Two Forms and Three Sources of Delusion

Saint Gregory of Sinai. "On Commandments and Doctrines, Warnings and Promises; On Thoughts, Passions and Virtues, and Also on Stillness and Prayer: One Hundred and Thirty-Seven Texts". From Philokalia, Vol. 4.

131. Here something must be said about delusion, so far as this is possible; for, because of its deviousness and the number of ways in which it can ensnare us, few recognize it clearly and for most it is almost inscrutable. Delusion manifests itself or, rather, attacks and invades us in two ways - in the form of mental images and fantasies or in the form of diabolic influence - though its sole cause and origin is always arrogance. The first form is the origin of the second and the second is the origin of a third form - mental derangement. The first form, illusory visions, is caused by self-conceit; for this leads us to invest the divine with some illusory shape, thus deceiving us through mental images and fantasies. This deception in its turn produces blasphemy as well as the fear induced by monstrous apparitions, occurring both when awake and when asleep - a state described as the terror and perturbation of the soul. Thus arrogance is followed by delusion, delusion by blasphemy, blasphemy by fear, fear by terror, and terror by a derangement of the natural state of the mind. This is the first form of delusion, that induced by mental images and fantasies.

The second form, induced by diabolic influence, is as follows. It has its origin in self-indulgence, which in its turn results from so-called natural desire. Self-indulgence begets licentiousness in all its forms of indescribable impurity. By inflaming man's whole nature and clouding his intelligence as a result of its intercourse with spurious images, licentiousness deranges the intellect, searing it into a state of delirium and impelling its victim to utter false prophecies, interpreting the visions and discourses of certain supposed saints, which he claims arc revealed to him when he is intoxicated and befuddled with passion, his whole character perverted and corrupted by demons. Those ignorant of spiritual matters, beguiled by delusion, call such men 'little souls'. These 'little souls' are to be found sitting near the shrines of saints, by whose spirit they claim to be inspired and tested, and whose purported message they proclaim to others. But in truth they should be called possessed by the demons, deceived and enslaved by delusion, and not prophets foretelling what is to happen now and in the future. For the demon of licentiousness himself darkens and deranges their minds, inflaming them with the fire of spiritual lust, conjuring up before them the illusory appearance of saints, and making them hear conversations and see visions. Sometimes the demons themselves appear to them and convulse them with fear. For having harnessed them to the yoke of Belial, the demon of licentiousness drives them on to practice their deceits, so that he may keep them captive and enslaved until death, when he will consign them to hell.
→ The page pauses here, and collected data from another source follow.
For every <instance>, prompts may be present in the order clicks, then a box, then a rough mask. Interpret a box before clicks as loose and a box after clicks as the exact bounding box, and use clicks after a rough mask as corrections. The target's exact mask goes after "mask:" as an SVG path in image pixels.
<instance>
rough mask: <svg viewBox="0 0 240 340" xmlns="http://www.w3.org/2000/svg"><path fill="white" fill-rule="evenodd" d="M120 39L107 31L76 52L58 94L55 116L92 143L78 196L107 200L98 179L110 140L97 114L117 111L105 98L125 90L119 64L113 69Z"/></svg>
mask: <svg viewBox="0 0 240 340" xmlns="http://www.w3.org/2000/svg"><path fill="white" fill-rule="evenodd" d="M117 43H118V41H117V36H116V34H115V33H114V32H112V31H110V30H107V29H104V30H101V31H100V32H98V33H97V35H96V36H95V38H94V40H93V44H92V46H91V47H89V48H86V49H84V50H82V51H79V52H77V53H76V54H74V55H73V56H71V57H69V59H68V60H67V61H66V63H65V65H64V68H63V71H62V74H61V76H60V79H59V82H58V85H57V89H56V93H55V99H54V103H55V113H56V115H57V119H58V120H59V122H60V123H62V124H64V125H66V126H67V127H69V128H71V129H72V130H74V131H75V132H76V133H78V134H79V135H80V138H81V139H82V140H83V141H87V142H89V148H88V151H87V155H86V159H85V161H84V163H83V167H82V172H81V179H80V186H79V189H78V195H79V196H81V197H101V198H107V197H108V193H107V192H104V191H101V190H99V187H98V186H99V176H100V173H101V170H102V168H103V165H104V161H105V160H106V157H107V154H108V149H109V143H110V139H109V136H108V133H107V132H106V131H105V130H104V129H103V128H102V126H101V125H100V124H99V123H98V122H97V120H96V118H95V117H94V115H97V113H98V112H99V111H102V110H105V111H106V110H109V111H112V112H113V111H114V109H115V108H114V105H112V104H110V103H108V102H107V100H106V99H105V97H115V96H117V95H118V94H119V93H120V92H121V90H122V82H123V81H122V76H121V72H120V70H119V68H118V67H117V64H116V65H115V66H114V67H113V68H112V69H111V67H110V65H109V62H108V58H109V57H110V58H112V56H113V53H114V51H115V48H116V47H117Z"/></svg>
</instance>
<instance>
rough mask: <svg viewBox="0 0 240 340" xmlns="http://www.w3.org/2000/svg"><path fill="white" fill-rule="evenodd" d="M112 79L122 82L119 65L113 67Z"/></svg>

132. Delusion arises in us from three principal sources: arrogance, the envy of demons, and the divine will that allows us to be tried and corrected. Arrogance arises from superficiality, demonic envy is provoked by our spiritual progress, and the need for correction is the consequence of our sinful way of life. The delusion arising solely from envy and self-conceit is swiftly healed, especially when we humble ourselves. On the other hand, the delusion allowed by God for our correction, when we are handed over to Satan because of our sinfulness, God often permits to continue until our death, if this is needed to efface our sins. Sometimes God hands over even the guiltless to the torment of demons for the sake of their salvation. One should also know that the demon of self-conceit himself prophesies in those who are not scrupulously attentive to their hearts.